最初のうちは人数も少なかったから、芸術科の教員で何とかできたのですが、生徒が増えるとそうはいかないので、どうしても学年の協力が必要になります。それによって、いろいろな面での広がりが生まれてきました。今では「芸術科が退くぞと言ったらこの学校は終わりだ」(笑)というくらいになりました。
(岩佐先生)
「芸術の日」の経験から土曜講座も作られました。希望制で現在73講座あります。
(中山)
ホームページにある家庭科の授業もそうですか。
(岩佐先生)
家庭科の授業は高校のものです。土曜講座ではありませんが、「芸術の日」が基になっている点では同じでしょう。
(中山)
生徒の評判はいかがですか。
(髙田先生)
そうですね、週5日制の限られた時間の中でもいろいろなことができるので、楽しい様子です。本校の教員は遊ぶことが好きなので(笑)、いろいろなものが生まれてくるのですよ。
(中山)
その他に、独自のものとして挙げられるものは何でしょうか。
(髙田先生)
教員が自主的に取り組んだものとしては、数学の自主教材の作成、コンピュータでの教育も本校が最初でしょう。これも自主教材を作って組んでいます。英語でコンピュータを利用して行う教育は抜群の効果を生みましたね。今日の英語指導にも生きています。
(中山)
忙しいことでのマイナス面はないのでしょうか。
(髙田先生)
確かに忙しくて辛いと思う教員もいるでしょう。しかし学校改革を通じて、前理事長は「大変だなんていうんじゃない、給料もらっているのだから当たり前だろう」と言い続けていました。

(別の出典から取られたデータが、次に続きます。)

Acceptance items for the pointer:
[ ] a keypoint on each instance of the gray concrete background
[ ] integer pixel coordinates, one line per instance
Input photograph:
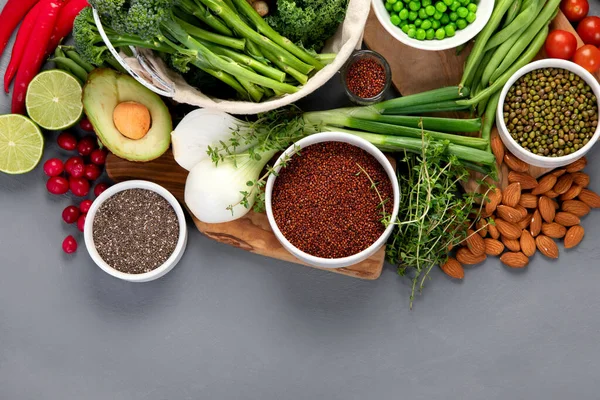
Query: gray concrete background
(226, 324)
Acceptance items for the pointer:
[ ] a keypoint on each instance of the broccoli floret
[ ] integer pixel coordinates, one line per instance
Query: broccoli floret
(308, 22)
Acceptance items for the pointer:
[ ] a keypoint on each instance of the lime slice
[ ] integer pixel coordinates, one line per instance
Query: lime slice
(54, 100)
(21, 144)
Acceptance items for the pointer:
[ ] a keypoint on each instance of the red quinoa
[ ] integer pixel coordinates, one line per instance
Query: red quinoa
(325, 206)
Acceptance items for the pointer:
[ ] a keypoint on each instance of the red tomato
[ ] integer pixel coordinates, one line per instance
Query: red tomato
(588, 57)
(575, 10)
(561, 44)
(589, 30)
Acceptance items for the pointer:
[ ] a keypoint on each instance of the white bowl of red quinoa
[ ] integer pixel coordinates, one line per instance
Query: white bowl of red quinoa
(329, 198)
(136, 231)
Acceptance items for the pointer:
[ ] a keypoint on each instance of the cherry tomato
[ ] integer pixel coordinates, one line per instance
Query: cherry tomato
(79, 186)
(70, 214)
(53, 167)
(87, 145)
(69, 245)
(75, 166)
(575, 10)
(86, 125)
(561, 44)
(98, 156)
(67, 141)
(588, 57)
(589, 30)
(85, 205)
(57, 185)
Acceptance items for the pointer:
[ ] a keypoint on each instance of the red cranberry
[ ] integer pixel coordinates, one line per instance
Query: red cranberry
(101, 187)
(53, 167)
(85, 205)
(79, 186)
(57, 185)
(87, 145)
(98, 156)
(69, 245)
(67, 141)
(70, 214)
(92, 172)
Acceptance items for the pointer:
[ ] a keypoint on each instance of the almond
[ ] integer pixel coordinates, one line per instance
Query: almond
(545, 184)
(493, 247)
(527, 243)
(546, 207)
(574, 236)
(511, 244)
(528, 200)
(453, 269)
(581, 178)
(494, 197)
(576, 207)
(566, 219)
(535, 226)
(512, 194)
(508, 230)
(497, 147)
(554, 230)
(577, 165)
(573, 192)
(563, 184)
(509, 214)
(527, 181)
(465, 257)
(475, 243)
(514, 259)
(546, 246)
(590, 198)
(514, 163)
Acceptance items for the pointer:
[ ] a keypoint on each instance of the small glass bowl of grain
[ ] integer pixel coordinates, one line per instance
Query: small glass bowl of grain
(136, 231)
(332, 204)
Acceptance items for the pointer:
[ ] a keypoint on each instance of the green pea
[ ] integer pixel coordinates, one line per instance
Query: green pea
(440, 34)
(471, 17)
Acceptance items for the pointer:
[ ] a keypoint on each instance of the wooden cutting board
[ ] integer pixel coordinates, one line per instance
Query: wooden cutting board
(415, 71)
(251, 232)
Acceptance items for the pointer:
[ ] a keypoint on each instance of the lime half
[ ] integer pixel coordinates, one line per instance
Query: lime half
(21, 144)
(54, 100)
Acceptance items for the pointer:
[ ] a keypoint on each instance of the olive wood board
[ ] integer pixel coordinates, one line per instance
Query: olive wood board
(415, 71)
(251, 232)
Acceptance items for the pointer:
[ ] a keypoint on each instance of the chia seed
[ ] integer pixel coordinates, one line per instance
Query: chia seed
(324, 204)
(135, 231)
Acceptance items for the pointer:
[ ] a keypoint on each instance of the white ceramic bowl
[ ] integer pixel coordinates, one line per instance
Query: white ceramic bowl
(334, 262)
(171, 261)
(484, 12)
(513, 146)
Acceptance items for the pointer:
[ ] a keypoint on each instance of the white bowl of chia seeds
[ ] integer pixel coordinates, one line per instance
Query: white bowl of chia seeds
(136, 231)
(553, 120)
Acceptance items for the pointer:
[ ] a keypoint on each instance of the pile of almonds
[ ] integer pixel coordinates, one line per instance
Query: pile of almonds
(527, 216)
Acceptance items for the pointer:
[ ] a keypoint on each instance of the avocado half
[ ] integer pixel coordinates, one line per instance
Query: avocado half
(103, 91)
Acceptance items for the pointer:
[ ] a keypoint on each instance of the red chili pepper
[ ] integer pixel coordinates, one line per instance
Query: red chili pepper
(12, 13)
(20, 45)
(36, 52)
(64, 24)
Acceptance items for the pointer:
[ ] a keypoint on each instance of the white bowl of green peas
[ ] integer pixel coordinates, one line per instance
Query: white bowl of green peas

この学校のために、自分が担当している生徒のために、何をやったかが基準なのです。厳しい言い方ですが、「忙しい」というのは無駄が多いからだと思いますね。
(中山)
無駄なことをしないようにするにはどのようにしたらよいとお考えですか。
(髙田先生)
たとえば、教科で取り組むことは共通の話題にしてコンピュータに必要事項を打ち込んでおけば良いだろうと思います。本校では必要な情報はオープンにしておくことにしています。みんな共通の認識に立って、校長と同じような基準で判断できなければならないと思うからです。
(中山)
最近、同じような考えに基づいて学校を運営されている校長先生も多くなりましたが、逗子開成はずいぶん前から取り組んでいらっしゃるのですね。
(髙田先生)
そうですね。あわせて学校外に対してもオープンにしています。教員は放っておくと保守的になってしまいがちです。「教員の常識は世間の非常識である」などと言われるようでは困るので、外部の人たちと接する機会を持つようにしています。運動会に学校をお貸したり、映画会に逗子の人たちが見えたりすること、学友会やPTAに対してもどんどん来てほしいと働きかけています。
「自然に触れることは大切なことだ」
(中山)
逗子開成ではすでに週5日制を導入されています。2002年から始まる新しい指導要領の導入に関して生徒の学力の低下が懸念されていますが。
(髙田先生)
学力を落としてはならないことは当たり前です。
他にも、劣ると思っている表現力を伸ばすための指導を進めていく必要があると思います。学力は単なる物知りではなく、ひとつの見識というか、社会的、歴史的な背景を持って自分が置かれている状況に対処できる教養でなくてはなりません。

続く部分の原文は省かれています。